First, "the name of the original substance is still used in ancient China, such as gold, silver and copper. Iron, lead, tin, mercury, sulfur, phosphorus, carbon are also", that is, the original element names in Chinese characters, such as gold, silver, copper, iron, etc., are used directly.

Second, "The appropriate ones translated by the ancients are still the same, such as oxygen, light air, and light air." That is, the element names translated by the predecessors, such as nourishing air, light air, etc., are more appropriate. Yes, continue to use it.

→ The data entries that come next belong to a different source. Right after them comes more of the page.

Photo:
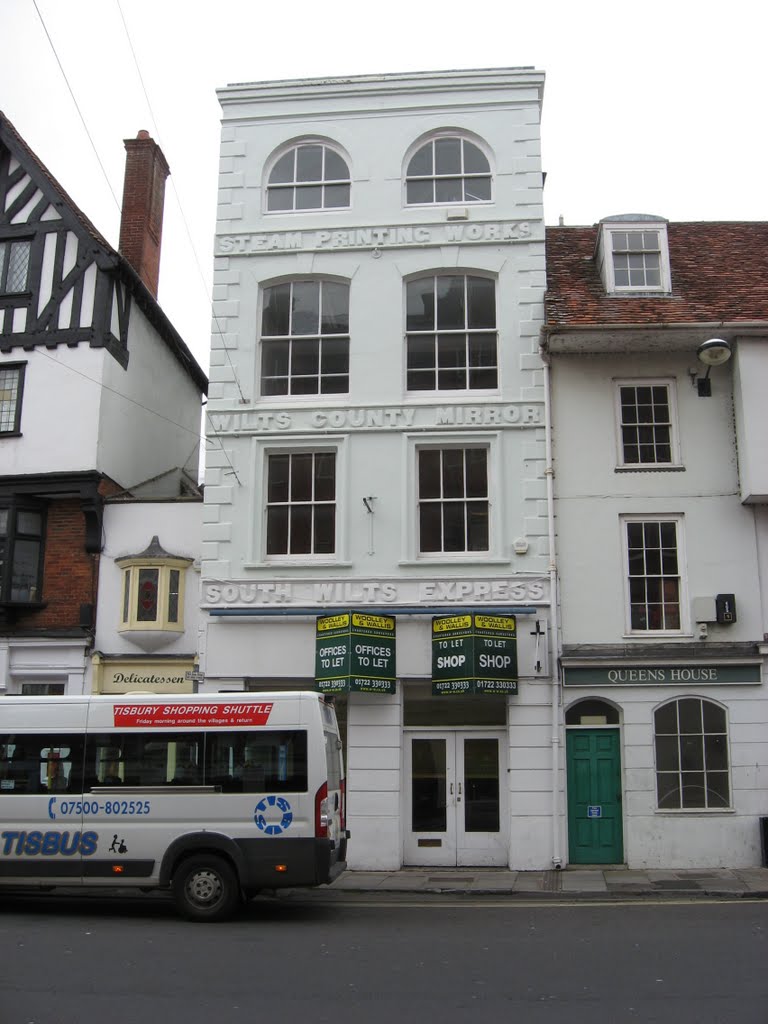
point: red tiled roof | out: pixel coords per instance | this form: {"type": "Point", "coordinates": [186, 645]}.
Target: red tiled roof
{"type": "Point", "coordinates": [719, 273]}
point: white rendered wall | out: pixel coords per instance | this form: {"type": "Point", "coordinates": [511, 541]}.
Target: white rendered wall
{"type": "Point", "coordinates": [377, 123]}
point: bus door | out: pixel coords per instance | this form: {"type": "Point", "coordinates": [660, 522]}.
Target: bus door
{"type": "Point", "coordinates": [41, 808]}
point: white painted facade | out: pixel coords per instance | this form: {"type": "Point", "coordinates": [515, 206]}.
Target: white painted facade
{"type": "Point", "coordinates": [258, 622]}
{"type": "Point", "coordinates": [712, 491]}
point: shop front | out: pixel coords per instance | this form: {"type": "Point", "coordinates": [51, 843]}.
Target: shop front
{"type": "Point", "coordinates": [663, 760]}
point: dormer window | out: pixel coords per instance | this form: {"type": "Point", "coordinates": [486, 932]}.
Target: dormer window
{"type": "Point", "coordinates": [153, 612]}
{"type": "Point", "coordinates": [633, 255]}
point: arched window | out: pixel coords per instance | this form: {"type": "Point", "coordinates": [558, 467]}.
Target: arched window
{"type": "Point", "coordinates": [691, 745]}
{"type": "Point", "coordinates": [451, 333]}
{"type": "Point", "coordinates": [305, 338]}
{"type": "Point", "coordinates": [448, 169]}
{"type": "Point", "coordinates": [308, 176]}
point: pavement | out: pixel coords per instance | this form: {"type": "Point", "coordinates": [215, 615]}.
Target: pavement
{"type": "Point", "coordinates": [570, 883]}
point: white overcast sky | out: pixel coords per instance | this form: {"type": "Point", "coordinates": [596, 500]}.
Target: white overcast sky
{"type": "Point", "coordinates": [648, 107]}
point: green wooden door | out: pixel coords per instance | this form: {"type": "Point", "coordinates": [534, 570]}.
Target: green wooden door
{"type": "Point", "coordinates": [594, 766]}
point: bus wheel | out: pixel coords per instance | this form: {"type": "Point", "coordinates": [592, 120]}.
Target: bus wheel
{"type": "Point", "coordinates": [206, 888]}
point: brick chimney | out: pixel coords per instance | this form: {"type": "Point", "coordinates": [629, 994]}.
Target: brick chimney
{"type": "Point", "coordinates": [143, 198]}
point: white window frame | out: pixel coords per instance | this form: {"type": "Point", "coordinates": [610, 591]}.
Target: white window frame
{"type": "Point", "coordinates": [258, 556]}
{"type": "Point", "coordinates": [610, 232]}
{"type": "Point", "coordinates": [291, 339]}
{"type": "Point", "coordinates": [684, 628]}
{"type": "Point", "coordinates": [413, 445]}
{"type": "Point", "coordinates": [322, 182]}
{"type": "Point", "coordinates": [456, 332]}
{"type": "Point", "coordinates": [639, 382]}
{"type": "Point", "coordinates": [690, 809]}
{"type": "Point", "coordinates": [430, 140]}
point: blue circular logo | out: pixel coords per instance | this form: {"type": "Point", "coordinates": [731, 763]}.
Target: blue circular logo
{"type": "Point", "coordinates": [265, 816]}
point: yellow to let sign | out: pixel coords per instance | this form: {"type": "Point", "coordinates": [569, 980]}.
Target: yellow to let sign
{"type": "Point", "coordinates": [495, 623]}
{"type": "Point", "coordinates": [333, 623]}
{"type": "Point", "coordinates": [454, 623]}
{"type": "Point", "coordinates": [373, 622]}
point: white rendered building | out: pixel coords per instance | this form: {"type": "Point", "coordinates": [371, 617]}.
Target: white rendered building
{"type": "Point", "coordinates": [377, 440]}
{"type": "Point", "coordinates": [656, 339]}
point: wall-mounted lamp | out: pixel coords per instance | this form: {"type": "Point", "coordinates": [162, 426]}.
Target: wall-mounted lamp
{"type": "Point", "coordinates": [714, 352]}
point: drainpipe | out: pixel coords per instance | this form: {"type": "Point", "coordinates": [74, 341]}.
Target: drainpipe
{"type": "Point", "coordinates": [554, 628]}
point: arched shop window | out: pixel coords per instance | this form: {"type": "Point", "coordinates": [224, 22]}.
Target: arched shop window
{"type": "Point", "coordinates": [691, 748]}
{"type": "Point", "coordinates": [153, 594]}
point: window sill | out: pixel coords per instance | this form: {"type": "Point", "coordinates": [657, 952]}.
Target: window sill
{"type": "Point", "coordinates": [649, 467]}
{"type": "Point", "coordinates": [298, 563]}
{"type": "Point", "coordinates": [659, 635]}
{"type": "Point", "coordinates": [674, 812]}
{"type": "Point", "coordinates": [454, 560]}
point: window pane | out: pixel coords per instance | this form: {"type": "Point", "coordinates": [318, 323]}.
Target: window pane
{"type": "Point", "coordinates": [173, 592]}
{"type": "Point", "coordinates": [336, 168]}
{"type": "Point", "coordinates": [477, 189]}
{"type": "Point", "coordinates": [25, 570]}
{"type": "Point", "coordinates": [449, 190]}
{"type": "Point", "coordinates": [481, 302]}
{"type": "Point", "coordinates": [300, 539]}
{"type": "Point", "coordinates": [280, 199]}
{"type": "Point", "coordinates": [335, 197]}
{"type": "Point", "coordinates": [454, 526]}
{"type": "Point", "coordinates": [690, 715]}
{"type": "Point", "coordinates": [668, 754]}
{"type": "Point", "coordinates": [279, 475]}
{"type": "Point", "coordinates": [429, 474]}
{"type": "Point", "coordinates": [453, 473]}
{"type": "Point", "coordinates": [18, 262]}
{"type": "Point", "coordinates": [276, 530]}
{"type": "Point", "coordinates": [325, 488]}
{"type": "Point", "coordinates": [284, 169]}
{"type": "Point", "coordinates": [325, 529]}
{"type": "Point", "coordinates": [146, 607]}
{"type": "Point", "coordinates": [477, 526]}
{"type": "Point", "coordinates": [694, 790]}
{"type": "Point", "coordinates": [477, 480]}
{"type": "Point", "coordinates": [448, 156]}
{"type": "Point", "coordinates": [276, 312]}
{"type": "Point", "coordinates": [420, 192]}
{"type": "Point", "coordinates": [420, 304]}
{"type": "Point", "coordinates": [451, 310]}
{"type": "Point", "coordinates": [668, 791]}
{"type": "Point", "coordinates": [305, 358]}
{"type": "Point", "coordinates": [305, 307]}
{"type": "Point", "coordinates": [714, 717]}
{"type": "Point", "coordinates": [301, 477]}
{"type": "Point", "coordinates": [309, 163]}
{"type": "Point", "coordinates": [430, 527]}
{"type": "Point", "coordinates": [474, 160]}
{"type": "Point", "coordinates": [309, 198]}
{"type": "Point", "coordinates": [718, 792]}
{"type": "Point", "coordinates": [335, 317]}
{"type": "Point", "coordinates": [421, 163]}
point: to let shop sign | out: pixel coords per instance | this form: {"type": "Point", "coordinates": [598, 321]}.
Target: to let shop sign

Third, there are dozens of other "unprecedented in ancient times". "Today, we take the first sound of the Roman text and translate it into a Chinese character. The first sound does not match, but the second sound is used, and the radical is added. It means that the names of elements other than those that conform to the first and second principles should be chosen according to the first or second pronunciation of their English pronunciation, and the Chinese characters with the same pronunciation should be used to represent gold, stone, etc. The radical of a trait. ②

The third point here later became the basic principle of Chinese translation of chemical elements.

Xu Shou and Frya *** translated 64 elements (49 metals, 15 non-metals), about half of which were jointly translated by American church doctors John Chia and He Mingran in "Elementary Chemistry" The names of the elements are consistent; the other half, such as calcium, sodium, cobalt, potassium, etc., are used as element names for the first time. Of the 64 translated names of elements recorded in "Chemical Appraisal", 47 are still in use today.